Seems like a good idea.
Seems like a good idea.
Only hobby-joggers do this. Real runners give all their race T's to Goodwill so that homeless meth heads can feel better about themselves while panhandling.
S.O.S.W.P.
Yes
No, you will turn into a pillar of salt. Go ahead and try...but don't say I didn't warn you.
Any other lame questions, DeBron, to waste our time (so that I can waste everybody's time with an idiot answer)?
Yawnni wrote:
Any other lame questions, DeBron, to waste our time (so that I can waste everybody's time with an idiot answer)?
Yeah, can I leave my bib on while I eat breakfast at Einstein's?
That’s such a hobbyjogger move.
No, you may not
No, you may not. A race t-shirt is only meant to be worn after a race, to signify that you have completed it. However, you may wear it during the race, if you have already completed the race before starting it.

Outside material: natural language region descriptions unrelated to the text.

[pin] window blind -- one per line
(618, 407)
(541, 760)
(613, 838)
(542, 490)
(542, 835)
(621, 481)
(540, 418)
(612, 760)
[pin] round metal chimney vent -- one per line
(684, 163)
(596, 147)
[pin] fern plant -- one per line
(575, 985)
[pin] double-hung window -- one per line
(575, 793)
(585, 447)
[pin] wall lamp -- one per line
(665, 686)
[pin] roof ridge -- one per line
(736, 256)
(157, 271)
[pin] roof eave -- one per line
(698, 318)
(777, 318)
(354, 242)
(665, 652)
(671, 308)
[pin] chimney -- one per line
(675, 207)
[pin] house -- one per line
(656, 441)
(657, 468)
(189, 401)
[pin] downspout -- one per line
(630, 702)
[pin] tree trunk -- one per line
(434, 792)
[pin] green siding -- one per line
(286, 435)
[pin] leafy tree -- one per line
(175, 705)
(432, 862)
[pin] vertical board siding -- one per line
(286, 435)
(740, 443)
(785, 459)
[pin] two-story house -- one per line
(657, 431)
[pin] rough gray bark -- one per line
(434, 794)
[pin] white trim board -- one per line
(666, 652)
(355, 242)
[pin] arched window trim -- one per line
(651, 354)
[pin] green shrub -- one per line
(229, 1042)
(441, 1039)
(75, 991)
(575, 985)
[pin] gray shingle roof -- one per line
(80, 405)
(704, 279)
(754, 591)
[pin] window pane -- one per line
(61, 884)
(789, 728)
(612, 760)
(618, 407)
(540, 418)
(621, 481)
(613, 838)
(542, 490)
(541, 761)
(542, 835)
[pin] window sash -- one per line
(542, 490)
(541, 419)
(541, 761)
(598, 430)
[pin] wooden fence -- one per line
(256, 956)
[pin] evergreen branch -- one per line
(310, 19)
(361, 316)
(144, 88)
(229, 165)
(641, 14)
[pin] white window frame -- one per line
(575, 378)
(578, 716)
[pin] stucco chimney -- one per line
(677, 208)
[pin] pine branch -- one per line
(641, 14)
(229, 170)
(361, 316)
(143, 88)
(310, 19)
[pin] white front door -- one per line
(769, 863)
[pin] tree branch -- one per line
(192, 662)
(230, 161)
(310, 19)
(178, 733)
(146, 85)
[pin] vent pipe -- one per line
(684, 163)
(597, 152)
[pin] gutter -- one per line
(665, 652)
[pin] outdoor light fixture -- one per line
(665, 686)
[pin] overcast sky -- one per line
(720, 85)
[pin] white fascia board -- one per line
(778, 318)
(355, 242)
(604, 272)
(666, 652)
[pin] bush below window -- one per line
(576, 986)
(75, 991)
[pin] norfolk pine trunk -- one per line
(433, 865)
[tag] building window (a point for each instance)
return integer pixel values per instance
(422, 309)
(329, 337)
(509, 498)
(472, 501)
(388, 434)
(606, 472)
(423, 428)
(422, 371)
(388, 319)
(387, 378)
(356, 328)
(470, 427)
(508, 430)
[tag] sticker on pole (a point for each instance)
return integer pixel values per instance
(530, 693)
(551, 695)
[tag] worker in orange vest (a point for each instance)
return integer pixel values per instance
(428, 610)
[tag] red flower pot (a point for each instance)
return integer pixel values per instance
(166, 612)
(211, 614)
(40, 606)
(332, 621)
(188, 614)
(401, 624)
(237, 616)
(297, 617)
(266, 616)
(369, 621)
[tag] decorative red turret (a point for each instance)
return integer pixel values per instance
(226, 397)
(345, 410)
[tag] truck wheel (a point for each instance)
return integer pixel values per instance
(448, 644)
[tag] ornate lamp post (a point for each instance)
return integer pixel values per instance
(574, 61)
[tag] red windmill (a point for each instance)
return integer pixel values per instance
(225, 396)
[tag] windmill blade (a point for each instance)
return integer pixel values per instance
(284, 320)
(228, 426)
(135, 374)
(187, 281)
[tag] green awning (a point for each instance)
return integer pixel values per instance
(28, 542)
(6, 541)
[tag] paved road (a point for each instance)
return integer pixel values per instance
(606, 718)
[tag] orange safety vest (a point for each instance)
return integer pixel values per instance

You can wear it if you identify as a hobbyjogger
i usually wipe myself with mine then wear it with a big streak down the back
DeBron Lames wrote:
Yeah, can I leave my bib on while I eat breakfast at Einstein's?
I would leave your bib on any time you need to eat. In fact, leave it on all the time, to catch your spittle when not eating.
DeBron Lames wrote:
Yawnni wrote:
Any other lame questions, DeBron, to waste our time (so that I can waste everybody's time with an idiot answer)?
Yeah, can I leave my bib on while I eat breakfast at Einstein's?
Of course! What's the point of running a race if you can't tell the world? Even better if you have a medal to wear!!!!
Oh, Debron Lames was referring to a numbered racing bib, not an itsy bitsy tied-round-the-neck baby's bib! No matter. Wear both bibs at once, all the time, Debron. A necessity for you, from what I can gather. And remember, no Gerber's the night before a meet. Or sex. Unless you're Bob Beamon, cuz then you'll set a world record the next day. After sex, that is, not baby food. Don't know what he ate the night before his '68 Olympic long jump gold. Or if he was wearing a bib. Of any kind.